Zeytinliklerin Yok Edilmesi Engellenmeli: Maraş depremlerinin ardından çıkarılan bazı olağanüstü hal yasaları ve imar düzenlemeleri, felaket bahanesiyle özellikle zeytinlik alanlarının yapılaşmaya açılmasının önünü açmıştır. Bu düzenlemeler kısa vadeli ekonomik çıkarlar uğruna hem doğanın hem de geçmişten gelen tarımsal mirasın yok edilmesine kapı aralamaktadır. Zeytin ağaçları sadece birer tarım ürünü değil; aynı zamanda binlerce yıllık bir kültürel belleğin taşıyıcısıdır. Bu yüzden afet sonrası yeniden inşa süreçlerinde zeytinliklerin ranta kurban edilmesine kesinlikle izin verilmemelidir. Bu tür yasal boşluklar ve istisnalar derhal kaldırılmalı, zeytinlikler anayasal güvence altına alınmalıdır.
İskenderun’un tarihsel tarımsal dokusunu korumak, yalnızca geçmişin bir hatırasını muhafaza etmek değil; aynı zamanda bölgenin gıda egemenliği, kırsal istihdamı ve çevresel sürdürülebilirliği için yaşamsal bir adımdır. Zeytinliklerin ve narenciye bahçelerinin korunması, kentleşme baskısı ve endüstriyel çıkarlar karşısında bir direniş hattı oluşturmalı; yerel yönetimler, meslek odaları ve sivil toplum kuruluşları bu konuda aktif rol üstlenmelidir. İmar ve afet bahanesiyle yapılan doğa tahribatına karşı kamuoyunun bilgilendirilmesi ve hukuki mücadele yollarının güçlendirilmesi gerekmektedir. Bu topraklar, atalarımızdan bize miras değil; torunlarımızdan ödünç alınmış bir emanettir. Bu emanetin hakkını vermek hem ahlaki bir görev hem de gelecek nesillere karşı bir borçtur.
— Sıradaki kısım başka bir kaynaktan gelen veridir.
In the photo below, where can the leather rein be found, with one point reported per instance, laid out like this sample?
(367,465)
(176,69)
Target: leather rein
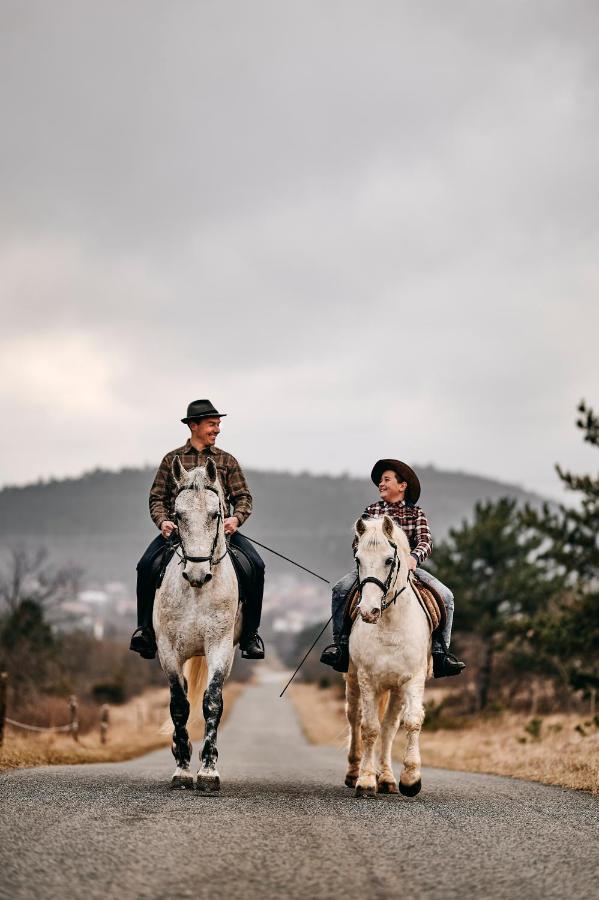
(383,585)
(184,557)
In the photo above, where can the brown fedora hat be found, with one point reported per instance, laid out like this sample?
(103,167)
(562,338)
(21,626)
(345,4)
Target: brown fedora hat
(201,409)
(404,472)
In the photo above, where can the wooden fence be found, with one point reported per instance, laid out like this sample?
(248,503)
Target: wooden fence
(71,727)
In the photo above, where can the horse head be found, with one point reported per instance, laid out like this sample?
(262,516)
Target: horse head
(381,559)
(198,515)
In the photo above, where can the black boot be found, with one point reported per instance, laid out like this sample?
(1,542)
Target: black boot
(336,655)
(252,647)
(143,641)
(445,663)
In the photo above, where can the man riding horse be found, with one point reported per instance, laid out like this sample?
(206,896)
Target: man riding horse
(399,488)
(204,424)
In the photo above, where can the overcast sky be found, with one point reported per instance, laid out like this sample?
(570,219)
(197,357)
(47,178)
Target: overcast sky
(361,229)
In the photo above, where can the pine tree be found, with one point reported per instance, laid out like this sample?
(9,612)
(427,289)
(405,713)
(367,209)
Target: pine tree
(490,564)
(568,635)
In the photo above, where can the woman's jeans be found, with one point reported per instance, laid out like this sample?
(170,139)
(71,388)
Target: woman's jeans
(345,584)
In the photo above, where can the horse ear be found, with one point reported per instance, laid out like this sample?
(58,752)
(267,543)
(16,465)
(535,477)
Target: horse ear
(177,470)
(388,527)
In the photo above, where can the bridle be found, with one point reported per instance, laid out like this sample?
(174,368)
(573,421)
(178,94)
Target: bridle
(184,557)
(383,585)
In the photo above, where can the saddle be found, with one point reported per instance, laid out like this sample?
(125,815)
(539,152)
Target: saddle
(430,601)
(245,571)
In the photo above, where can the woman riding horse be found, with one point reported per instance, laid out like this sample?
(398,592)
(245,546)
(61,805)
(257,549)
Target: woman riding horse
(399,488)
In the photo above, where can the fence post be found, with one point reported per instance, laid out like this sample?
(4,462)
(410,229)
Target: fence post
(74,708)
(3,684)
(104,720)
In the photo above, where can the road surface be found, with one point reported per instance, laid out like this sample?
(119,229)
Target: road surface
(285,826)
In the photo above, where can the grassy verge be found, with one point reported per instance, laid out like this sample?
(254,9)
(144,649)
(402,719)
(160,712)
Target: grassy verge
(559,749)
(134,729)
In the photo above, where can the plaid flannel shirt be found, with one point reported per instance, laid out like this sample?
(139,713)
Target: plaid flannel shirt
(232,479)
(413,521)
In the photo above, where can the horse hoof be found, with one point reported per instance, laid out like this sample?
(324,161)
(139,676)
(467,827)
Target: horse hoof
(208,784)
(182,782)
(366,793)
(410,790)
(387,787)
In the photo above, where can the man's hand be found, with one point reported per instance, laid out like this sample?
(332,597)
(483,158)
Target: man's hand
(167,528)
(231,525)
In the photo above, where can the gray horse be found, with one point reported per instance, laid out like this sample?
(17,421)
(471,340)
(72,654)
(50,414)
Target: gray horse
(197,619)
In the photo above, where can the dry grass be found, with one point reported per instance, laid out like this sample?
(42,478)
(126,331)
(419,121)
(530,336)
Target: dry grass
(134,729)
(564,752)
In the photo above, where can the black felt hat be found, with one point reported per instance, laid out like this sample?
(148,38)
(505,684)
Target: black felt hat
(201,409)
(403,471)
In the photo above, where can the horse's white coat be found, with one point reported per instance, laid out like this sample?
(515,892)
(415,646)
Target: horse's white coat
(196,614)
(390,661)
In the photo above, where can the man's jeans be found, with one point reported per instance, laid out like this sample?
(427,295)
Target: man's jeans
(345,584)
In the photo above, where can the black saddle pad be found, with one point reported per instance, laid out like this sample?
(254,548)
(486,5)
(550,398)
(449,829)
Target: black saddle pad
(244,569)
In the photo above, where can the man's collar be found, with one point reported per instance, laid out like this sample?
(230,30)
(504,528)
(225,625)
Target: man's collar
(189,448)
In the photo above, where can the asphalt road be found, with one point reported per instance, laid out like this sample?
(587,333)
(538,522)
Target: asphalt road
(285,826)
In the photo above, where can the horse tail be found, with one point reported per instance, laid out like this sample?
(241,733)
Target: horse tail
(196,673)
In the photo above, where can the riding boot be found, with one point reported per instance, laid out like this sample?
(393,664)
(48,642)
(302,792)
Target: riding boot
(445,663)
(250,643)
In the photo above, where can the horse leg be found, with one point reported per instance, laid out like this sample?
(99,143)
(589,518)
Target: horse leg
(366,783)
(353,711)
(410,778)
(212,706)
(182,777)
(386,779)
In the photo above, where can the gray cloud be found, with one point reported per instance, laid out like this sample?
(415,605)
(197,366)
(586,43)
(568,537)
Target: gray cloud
(363,228)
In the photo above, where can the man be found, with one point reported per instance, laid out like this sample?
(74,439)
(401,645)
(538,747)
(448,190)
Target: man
(399,488)
(204,424)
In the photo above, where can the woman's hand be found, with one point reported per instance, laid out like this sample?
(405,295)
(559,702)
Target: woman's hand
(167,528)
(231,525)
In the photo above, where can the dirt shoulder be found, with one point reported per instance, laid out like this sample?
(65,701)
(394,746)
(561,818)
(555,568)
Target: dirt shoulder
(558,749)
(134,729)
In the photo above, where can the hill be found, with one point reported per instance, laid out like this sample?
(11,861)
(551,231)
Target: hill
(100,521)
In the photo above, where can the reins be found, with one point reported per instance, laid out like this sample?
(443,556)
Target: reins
(184,557)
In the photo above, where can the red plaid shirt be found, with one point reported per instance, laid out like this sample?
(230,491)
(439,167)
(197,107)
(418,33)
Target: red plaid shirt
(413,521)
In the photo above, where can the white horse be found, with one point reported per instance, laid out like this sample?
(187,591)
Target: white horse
(389,647)
(197,619)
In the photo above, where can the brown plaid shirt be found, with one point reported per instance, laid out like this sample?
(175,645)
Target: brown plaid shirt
(232,479)
(413,521)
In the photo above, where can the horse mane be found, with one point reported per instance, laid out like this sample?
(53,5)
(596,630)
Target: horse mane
(375,538)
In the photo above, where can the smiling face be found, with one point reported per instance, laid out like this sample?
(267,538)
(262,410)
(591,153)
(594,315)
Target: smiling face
(204,432)
(391,488)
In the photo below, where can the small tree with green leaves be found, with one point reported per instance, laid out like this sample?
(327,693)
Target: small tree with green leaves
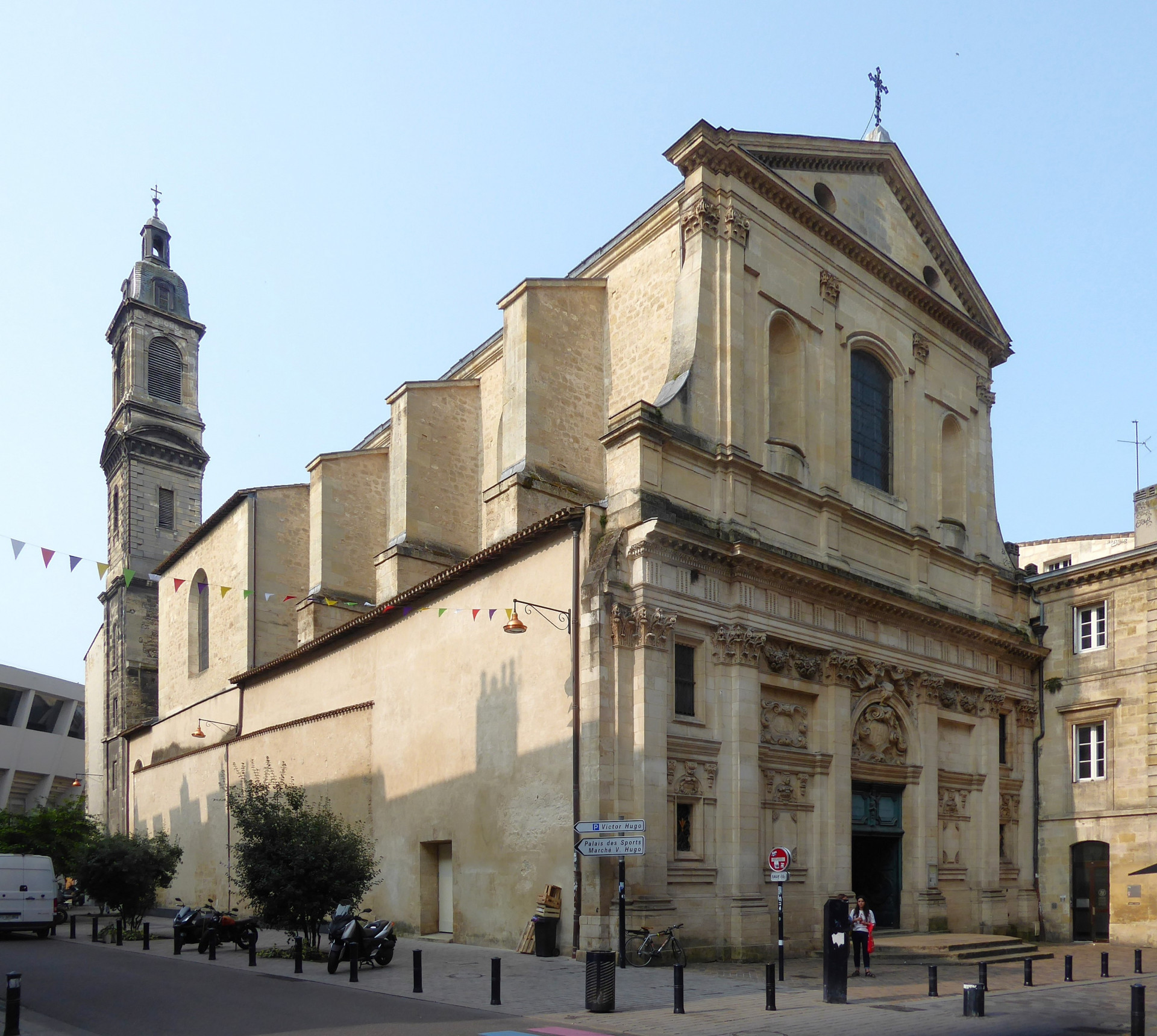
(63,832)
(125,871)
(296,860)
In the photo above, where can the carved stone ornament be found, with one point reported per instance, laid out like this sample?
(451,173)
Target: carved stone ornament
(879,735)
(736,226)
(829,287)
(701,216)
(783,724)
(738,644)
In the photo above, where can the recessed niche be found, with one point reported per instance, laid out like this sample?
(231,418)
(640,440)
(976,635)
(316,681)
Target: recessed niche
(824,197)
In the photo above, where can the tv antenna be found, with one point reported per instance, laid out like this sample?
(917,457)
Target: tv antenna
(1137,442)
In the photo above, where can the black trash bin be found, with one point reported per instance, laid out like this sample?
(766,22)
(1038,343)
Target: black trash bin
(600,981)
(547,937)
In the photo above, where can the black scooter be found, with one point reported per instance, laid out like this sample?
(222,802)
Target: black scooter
(348,934)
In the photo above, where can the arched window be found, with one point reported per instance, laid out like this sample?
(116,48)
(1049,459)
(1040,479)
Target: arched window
(871,421)
(953,479)
(199,623)
(165,370)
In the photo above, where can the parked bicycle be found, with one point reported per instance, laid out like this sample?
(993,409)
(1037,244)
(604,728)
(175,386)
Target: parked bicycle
(645,946)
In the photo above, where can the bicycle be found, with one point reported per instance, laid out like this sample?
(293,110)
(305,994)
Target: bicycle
(644,946)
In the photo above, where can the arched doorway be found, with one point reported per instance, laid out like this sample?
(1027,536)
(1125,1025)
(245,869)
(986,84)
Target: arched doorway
(1090,891)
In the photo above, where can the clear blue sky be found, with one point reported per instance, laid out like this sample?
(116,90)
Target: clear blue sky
(352,187)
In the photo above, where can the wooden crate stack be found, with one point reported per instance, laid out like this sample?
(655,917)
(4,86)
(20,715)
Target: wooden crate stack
(550,905)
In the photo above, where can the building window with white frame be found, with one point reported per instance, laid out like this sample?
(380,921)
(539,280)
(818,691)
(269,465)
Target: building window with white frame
(1089,752)
(1089,628)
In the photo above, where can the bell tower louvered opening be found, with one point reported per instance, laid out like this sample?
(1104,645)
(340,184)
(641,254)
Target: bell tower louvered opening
(165,370)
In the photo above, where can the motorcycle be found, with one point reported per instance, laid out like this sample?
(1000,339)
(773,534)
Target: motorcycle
(350,934)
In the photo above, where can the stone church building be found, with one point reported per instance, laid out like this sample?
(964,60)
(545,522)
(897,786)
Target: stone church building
(747,442)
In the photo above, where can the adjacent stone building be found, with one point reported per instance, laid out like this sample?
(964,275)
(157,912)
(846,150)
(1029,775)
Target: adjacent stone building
(759,417)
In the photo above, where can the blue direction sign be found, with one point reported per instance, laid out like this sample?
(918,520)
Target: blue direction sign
(611,827)
(622,846)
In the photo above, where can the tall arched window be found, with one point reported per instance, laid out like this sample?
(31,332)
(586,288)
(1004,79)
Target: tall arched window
(871,421)
(199,623)
(953,479)
(163,370)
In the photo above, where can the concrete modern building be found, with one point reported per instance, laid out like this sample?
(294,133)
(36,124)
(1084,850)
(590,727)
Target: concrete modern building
(42,739)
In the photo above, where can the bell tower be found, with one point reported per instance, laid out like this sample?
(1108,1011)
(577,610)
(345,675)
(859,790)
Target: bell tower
(153,464)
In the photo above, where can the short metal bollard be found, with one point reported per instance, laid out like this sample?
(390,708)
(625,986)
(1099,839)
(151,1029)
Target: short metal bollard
(12,1005)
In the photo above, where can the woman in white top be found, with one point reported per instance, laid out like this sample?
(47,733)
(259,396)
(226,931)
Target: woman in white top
(862,920)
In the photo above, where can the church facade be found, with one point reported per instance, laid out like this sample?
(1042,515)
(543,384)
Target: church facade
(747,443)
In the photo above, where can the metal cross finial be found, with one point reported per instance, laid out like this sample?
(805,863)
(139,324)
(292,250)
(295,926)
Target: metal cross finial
(1137,442)
(877,81)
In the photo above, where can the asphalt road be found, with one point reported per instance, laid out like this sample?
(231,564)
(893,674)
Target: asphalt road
(94,989)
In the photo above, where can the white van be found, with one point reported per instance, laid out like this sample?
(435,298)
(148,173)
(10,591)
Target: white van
(28,893)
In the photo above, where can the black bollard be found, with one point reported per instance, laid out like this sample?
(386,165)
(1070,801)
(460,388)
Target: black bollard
(12,1005)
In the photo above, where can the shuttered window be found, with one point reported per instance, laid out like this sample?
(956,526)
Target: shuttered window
(163,370)
(165,508)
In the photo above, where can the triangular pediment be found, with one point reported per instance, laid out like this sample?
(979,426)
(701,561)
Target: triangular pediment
(876,213)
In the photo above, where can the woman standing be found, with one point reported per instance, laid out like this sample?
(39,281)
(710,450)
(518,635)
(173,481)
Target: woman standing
(864,920)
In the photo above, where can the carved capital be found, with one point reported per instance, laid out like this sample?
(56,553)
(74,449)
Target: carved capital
(829,287)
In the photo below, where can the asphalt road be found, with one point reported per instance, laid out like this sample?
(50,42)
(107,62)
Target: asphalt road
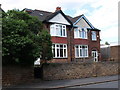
(113,84)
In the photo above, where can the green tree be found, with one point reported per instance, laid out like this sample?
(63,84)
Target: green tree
(23,37)
(106,43)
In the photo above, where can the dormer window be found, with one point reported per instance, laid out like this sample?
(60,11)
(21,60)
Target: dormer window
(58,30)
(80,33)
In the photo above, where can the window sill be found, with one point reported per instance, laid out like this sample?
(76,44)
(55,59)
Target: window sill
(82,57)
(59,36)
(80,38)
(59,57)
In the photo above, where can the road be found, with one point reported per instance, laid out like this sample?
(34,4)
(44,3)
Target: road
(113,84)
(93,82)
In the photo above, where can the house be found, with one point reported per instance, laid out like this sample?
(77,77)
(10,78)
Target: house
(110,52)
(74,39)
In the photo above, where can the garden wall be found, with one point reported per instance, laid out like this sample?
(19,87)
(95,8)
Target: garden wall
(78,70)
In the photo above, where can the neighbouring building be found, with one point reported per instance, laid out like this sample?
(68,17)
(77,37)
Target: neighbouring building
(74,39)
(110,52)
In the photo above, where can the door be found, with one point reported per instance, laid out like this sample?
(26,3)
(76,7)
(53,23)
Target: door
(95,56)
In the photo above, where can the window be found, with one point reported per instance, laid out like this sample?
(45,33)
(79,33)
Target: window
(81,51)
(94,36)
(80,33)
(59,50)
(58,30)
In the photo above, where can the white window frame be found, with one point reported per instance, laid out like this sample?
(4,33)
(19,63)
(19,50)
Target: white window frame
(80,33)
(58,30)
(94,35)
(64,48)
(82,52)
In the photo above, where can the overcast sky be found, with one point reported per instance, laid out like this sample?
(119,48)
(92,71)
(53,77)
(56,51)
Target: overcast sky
(103,14)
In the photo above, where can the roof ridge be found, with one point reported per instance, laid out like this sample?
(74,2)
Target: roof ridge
(78,16)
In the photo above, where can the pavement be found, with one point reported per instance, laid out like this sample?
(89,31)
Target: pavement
(58,84)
İskenderun’un tarihsel tarımsal dokusunu korumak ve yeniden canlandırmak, sadece nostaljik bir çaba değil; aynı zamanda bölgenin gıda güvenliği, ekolojik dengesi ve sosyal yapısı için zorunlu bir yatırımdır. Bu topraklar geçmişte olduğu gibi gelecekte de insanını beslemeye devam edebilir—yeter ki onu yeniden anlamayı ve ona yeniden değer vermeyi başarabilelim.
Kaynakça:
- Başbakanlık Osmanlı Arşivi, Tahrir Defterleri, TD. 385, 1536.
- Yıldız, Hakan. (2014). Osmanlı Tarım Tarihi Çalışmaları Işığında Zeytin ve Narenciye Tarımı. Ankara Üniversitesi Yayınları.
- T.C. Tarım ve Orman Bakanlığı (2022). Hatay Tarım Raporu.